The delicate, wondrous sounds of jewel-trees
        in the jewel-forests
Are a naturally pure and harmonious music,
Unexcelled in subtlety and elegance,
So take refuge in Amida, the music of purity.

Pure Music

Perhaps samvrti satya - the worldly or encapsulated, enveloped aspect of the 'two truths' - can afford an opportunity to assist us in the movement towards liberation. The two truths work in a synergy. The dharma constantly descends into the world of illusion and wandering for the sake of suffering beings. So music, too, has a place in the scheme of salvation and liberation. Here, Shinran Shonin, in keeping with the sutras, expounds the meaning of the transformed land (keshindo) - as being the repesentation of the ideal world of the dharma. And music is one of the instruments of spiritual awakening.

In the world, music describes a plethora of genera. It includes rap, rock, dance, nightclub, swing, jazz, 'classical'1 and a huge repertoire of sounds and structures. In the Buddha Dharma, however, the purpose of music is to encourage in us a reflective, introspective, calm and joyful disposition so that we can deepen our understanding.

While much western music has the power to assist us in this way, much of it does not. A lot of music stirs the passions - sometimes unwelcome passions. Much music of the nineteenth century, (the 'romantic' era), is very stirring and while it is delightful and beautiful - and very much to be celebrated and enjoyed - it is not useful in a Buddhist sense. Those of us who love music are fortunate that as well as the stirring, arousing and moving music that we so much enjoy, there is also a class of music within our very own tradition that resembles the description of music in the Pure Land: 'natural, serene' and replete with 'pathos, grace, elegance, and resonance'.

The music of Johann Sebastian Bach (1685-1750) comes close in the sense that it is balanced, harmonious, conducive to introspection, calm and joy.
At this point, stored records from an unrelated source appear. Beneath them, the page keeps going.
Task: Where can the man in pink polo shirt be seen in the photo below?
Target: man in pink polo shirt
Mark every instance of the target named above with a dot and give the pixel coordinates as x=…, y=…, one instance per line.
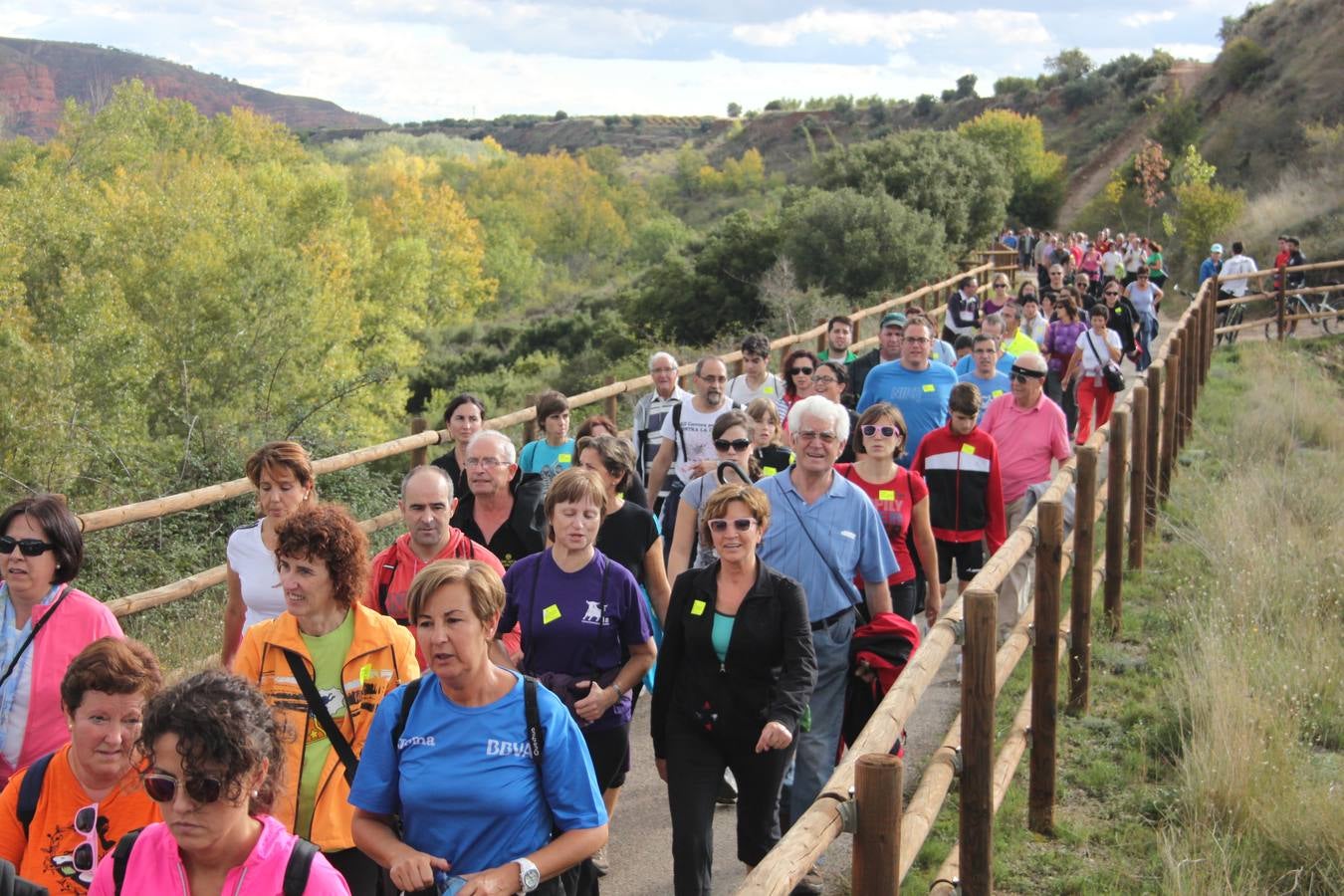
x=1031, y=433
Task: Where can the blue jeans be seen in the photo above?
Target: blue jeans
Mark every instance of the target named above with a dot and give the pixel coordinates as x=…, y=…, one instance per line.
x=816, y=757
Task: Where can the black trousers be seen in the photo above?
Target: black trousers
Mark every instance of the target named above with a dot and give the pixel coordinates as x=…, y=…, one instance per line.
x=696, y=761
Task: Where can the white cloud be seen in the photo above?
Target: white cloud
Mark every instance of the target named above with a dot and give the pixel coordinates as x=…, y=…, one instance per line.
x=895, y=30
x=1144, y=19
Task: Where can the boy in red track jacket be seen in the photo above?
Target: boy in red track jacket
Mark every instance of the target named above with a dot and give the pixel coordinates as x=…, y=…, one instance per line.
x=960, y=464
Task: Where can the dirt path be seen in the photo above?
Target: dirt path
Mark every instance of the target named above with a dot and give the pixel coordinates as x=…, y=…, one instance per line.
x=1090, y=179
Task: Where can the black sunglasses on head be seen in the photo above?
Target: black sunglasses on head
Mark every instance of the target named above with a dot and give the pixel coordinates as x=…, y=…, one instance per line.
x=27, y=547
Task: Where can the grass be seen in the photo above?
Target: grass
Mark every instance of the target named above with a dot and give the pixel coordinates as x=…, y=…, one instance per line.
x=1213, y=758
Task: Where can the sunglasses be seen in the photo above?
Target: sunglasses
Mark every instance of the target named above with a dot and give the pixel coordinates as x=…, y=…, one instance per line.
x=741, y=524
x=163, y=788
x=27, y=547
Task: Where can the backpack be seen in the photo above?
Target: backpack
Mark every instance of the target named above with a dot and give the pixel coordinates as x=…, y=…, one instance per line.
x=296, y=869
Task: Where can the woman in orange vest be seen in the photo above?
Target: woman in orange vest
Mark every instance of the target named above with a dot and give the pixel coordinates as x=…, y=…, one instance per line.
x=325, y=665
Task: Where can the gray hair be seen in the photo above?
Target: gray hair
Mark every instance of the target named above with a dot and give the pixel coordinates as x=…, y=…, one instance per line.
x=824, y=408
x=427, y=468
x=655, y=357
x=503, y=442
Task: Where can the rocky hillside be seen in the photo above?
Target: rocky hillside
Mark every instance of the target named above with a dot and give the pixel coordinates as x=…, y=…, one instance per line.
x=37, y=77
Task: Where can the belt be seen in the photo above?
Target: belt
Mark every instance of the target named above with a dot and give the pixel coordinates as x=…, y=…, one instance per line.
x=829, y=621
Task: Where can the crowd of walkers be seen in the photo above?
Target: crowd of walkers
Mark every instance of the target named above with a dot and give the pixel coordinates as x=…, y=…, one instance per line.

In our times I think, for example, that the music of Philip Glass (b. 1937) is full of 'pathos, grace and elegance'; it always induces me to contemplate my bonno and my distance from the pure music of keshindo while, at the same, time focussing my heart and mind onto some inexplicable pure point or surface. It goes without saying that Philip Glass is influenced by his Indian friend Ravi Shankar.

Henryk Górecki is an immensely popular composer who touches some Buddhist sensibilities very well in his sounds; and there are many others - for example the Australian composers Ross edwards and Graeme Koehne, perhaps.
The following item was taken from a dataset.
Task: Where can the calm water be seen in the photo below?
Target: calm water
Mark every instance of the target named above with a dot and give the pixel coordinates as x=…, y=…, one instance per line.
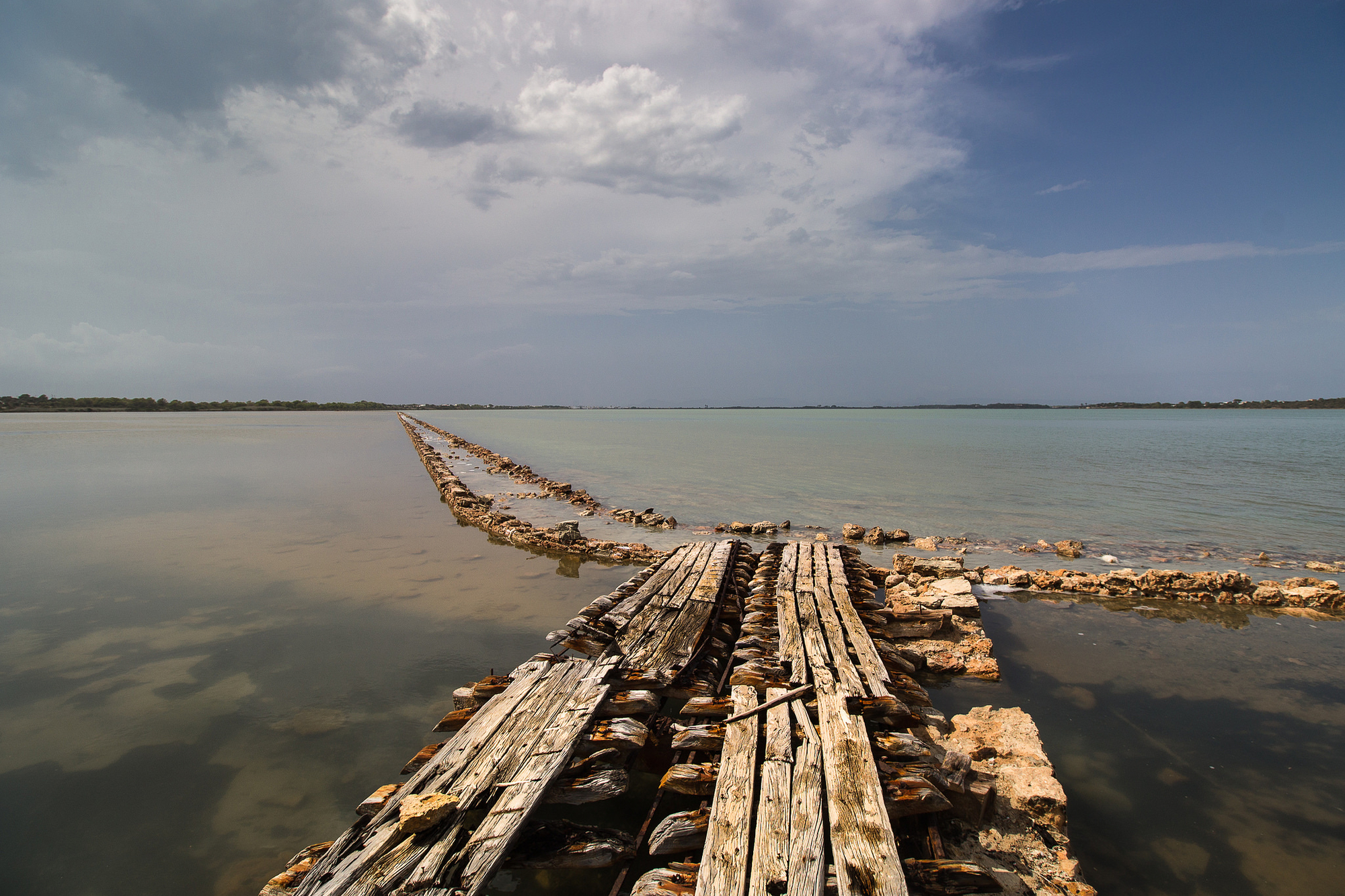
x=220, y=631
x=1129, y=483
However closely the instrumental, vocal and orchestral music of the European post-enlightenment may approach the 'pathos, grace, elegance, and resonance' of the dharma, there is nothing ultimately Buddhist about it. Almost all post-enlightenment themes and modalities are designed to contruct and enhance ego, stir sometimes unhelpful emotions and convey ideas and opinions. Buddhist music, on the other hand, is essentially redolent with emptiness, of shunyata; it pacifies, engenders harmony, inspires yoga, union, prajna, wisdom, and karuna, compassion.

The primary musical form in the Buddhist dispensation is the chanting of the teachings of the Buddha and the sangha. There are two kinds of chanting. One is the recitation of Buddhist teachings in a monotone (dokkyo) and the other incorporates melodies (shomyo) as when, in the Shin liturgy, we chant the wasan and the nembutsu. Sometimes musical instruments are used in Buddhist orchestras to convey the same themes as the chanting of sutras; the music of - not the European enlightenment, but - the enlightenment of the Buddha, emptiness, not-self, compassion, peace, harmony and joy.